The classic thermal power cycle design uses detailed simulation of the cycle fluid’s changes of state (typically represented by averaged pressure and temperature or specific enthalpy) along the flow paths. Components of such a cycle may be ducts, filters, mixers, compressors, combustors, heat exchangers, nozzles, turbine stages etc.

The notations of exergy and anergy were invented in the nineteen-fifties but they still play an astonishingly silent role in education. Knowing already the Carnot factor a student can understand the second law of thermodynamics by the simple fact that the exergy part of energy can be converted into any other form of energy while the anergy part cannot be converted into any exergy form of energy. The most used approach via the saying “that the state variable entropy can only grow” is for most students a mental detour because they do not understand the tie of energy conversion and entropy.

The exergy loss breakdown of a cycle gives an instructive view to opportunities and challenges.

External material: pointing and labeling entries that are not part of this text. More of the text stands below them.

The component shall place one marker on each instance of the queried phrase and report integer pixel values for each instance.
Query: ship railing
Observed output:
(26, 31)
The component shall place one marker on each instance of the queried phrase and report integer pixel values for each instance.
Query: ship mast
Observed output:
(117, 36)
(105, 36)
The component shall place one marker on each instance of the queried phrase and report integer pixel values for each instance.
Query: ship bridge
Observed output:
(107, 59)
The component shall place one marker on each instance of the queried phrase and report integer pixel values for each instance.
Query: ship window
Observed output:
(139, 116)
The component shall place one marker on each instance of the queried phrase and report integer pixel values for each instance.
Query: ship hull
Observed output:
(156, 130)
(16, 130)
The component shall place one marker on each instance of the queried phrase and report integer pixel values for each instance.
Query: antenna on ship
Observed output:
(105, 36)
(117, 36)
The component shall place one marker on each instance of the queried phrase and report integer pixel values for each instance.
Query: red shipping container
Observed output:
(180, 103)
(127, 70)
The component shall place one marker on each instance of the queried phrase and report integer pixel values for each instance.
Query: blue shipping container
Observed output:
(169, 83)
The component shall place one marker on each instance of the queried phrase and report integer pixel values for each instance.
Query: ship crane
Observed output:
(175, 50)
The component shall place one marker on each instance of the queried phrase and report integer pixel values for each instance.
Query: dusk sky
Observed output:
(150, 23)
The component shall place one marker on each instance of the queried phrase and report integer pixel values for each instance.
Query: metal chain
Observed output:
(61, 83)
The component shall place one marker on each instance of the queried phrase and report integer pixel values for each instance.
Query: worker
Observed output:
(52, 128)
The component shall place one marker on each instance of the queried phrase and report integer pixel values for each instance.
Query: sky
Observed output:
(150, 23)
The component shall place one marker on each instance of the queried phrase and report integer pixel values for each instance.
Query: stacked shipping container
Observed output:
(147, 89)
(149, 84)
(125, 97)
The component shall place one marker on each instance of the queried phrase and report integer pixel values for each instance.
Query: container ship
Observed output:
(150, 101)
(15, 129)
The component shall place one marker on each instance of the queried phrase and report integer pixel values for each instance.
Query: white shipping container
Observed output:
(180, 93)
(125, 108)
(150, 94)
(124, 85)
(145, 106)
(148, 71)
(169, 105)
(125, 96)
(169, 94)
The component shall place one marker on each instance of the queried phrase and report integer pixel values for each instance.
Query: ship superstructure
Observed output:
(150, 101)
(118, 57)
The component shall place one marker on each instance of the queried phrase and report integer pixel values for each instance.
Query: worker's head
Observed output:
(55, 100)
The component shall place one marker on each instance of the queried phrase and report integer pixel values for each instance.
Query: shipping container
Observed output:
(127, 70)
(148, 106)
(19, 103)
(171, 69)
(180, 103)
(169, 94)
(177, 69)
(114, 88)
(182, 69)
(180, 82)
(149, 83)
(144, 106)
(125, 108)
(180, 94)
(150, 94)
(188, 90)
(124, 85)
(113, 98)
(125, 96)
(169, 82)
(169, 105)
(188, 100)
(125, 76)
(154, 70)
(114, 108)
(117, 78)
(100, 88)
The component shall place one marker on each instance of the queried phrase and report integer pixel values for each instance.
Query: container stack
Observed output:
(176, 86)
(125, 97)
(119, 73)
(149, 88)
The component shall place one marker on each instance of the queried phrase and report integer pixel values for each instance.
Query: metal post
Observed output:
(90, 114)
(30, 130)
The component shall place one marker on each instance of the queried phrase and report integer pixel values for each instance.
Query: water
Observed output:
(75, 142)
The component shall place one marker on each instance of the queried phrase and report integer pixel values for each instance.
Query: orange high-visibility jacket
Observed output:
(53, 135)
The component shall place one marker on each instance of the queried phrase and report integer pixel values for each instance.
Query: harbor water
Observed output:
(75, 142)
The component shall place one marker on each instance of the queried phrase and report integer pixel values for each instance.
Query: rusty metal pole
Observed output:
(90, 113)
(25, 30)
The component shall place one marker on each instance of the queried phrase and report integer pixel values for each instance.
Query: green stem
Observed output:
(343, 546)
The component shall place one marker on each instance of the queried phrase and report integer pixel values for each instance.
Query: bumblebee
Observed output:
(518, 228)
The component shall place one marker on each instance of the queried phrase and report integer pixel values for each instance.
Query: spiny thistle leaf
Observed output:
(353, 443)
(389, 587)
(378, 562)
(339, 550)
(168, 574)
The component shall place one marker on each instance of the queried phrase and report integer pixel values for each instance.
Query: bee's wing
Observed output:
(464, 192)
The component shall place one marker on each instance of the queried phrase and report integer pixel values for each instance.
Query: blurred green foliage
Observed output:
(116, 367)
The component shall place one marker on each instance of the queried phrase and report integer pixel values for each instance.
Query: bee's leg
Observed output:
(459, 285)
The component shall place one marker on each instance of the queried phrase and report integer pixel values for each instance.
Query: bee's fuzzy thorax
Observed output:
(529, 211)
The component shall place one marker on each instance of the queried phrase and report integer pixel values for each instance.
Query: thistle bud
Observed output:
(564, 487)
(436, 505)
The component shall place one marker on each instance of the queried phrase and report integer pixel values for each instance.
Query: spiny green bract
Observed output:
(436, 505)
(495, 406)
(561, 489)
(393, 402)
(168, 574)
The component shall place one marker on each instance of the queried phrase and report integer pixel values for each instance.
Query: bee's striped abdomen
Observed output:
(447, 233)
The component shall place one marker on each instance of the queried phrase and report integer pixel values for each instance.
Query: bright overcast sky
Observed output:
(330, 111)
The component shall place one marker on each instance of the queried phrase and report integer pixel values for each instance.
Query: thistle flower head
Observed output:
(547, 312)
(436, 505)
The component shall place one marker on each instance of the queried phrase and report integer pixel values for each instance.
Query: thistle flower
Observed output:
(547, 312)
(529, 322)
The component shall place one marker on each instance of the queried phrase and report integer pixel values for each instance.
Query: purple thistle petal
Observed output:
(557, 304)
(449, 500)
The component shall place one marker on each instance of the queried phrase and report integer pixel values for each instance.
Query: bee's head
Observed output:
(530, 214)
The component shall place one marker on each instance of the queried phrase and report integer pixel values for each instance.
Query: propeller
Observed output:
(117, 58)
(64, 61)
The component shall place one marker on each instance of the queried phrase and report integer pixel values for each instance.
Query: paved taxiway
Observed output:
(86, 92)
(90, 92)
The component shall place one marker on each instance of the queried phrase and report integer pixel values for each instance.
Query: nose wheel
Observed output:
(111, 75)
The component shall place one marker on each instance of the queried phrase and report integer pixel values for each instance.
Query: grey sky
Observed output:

This paper explains methods to calculate a breakdown of the exergy losses with the example of a typical but notional turbofan using commercially confirmed component performance data.

The considerations cover exergy losses by heat exchange, by combustion, by heat loss to ambient, by mixing different fluids, by internal pressure losses, by friction and dissipation in turbomachinery and by the bottoming heat discharge as well as in the propulsive process. Quantified exergy losses for such effects make the limitations of technical improvements visible without going into detailed design work.

The purpose of this paper is to motivate for teaching and using exergy-based considerations especially in the basic performance simulation. Additionally the context is occasion for an extra plea on replacing the colloquial expression “energy consumption” by “exergy consumption”. The reader of this paper should have basic knowledge of thermodynamic cycle performance simulation methods and of turbomachinery.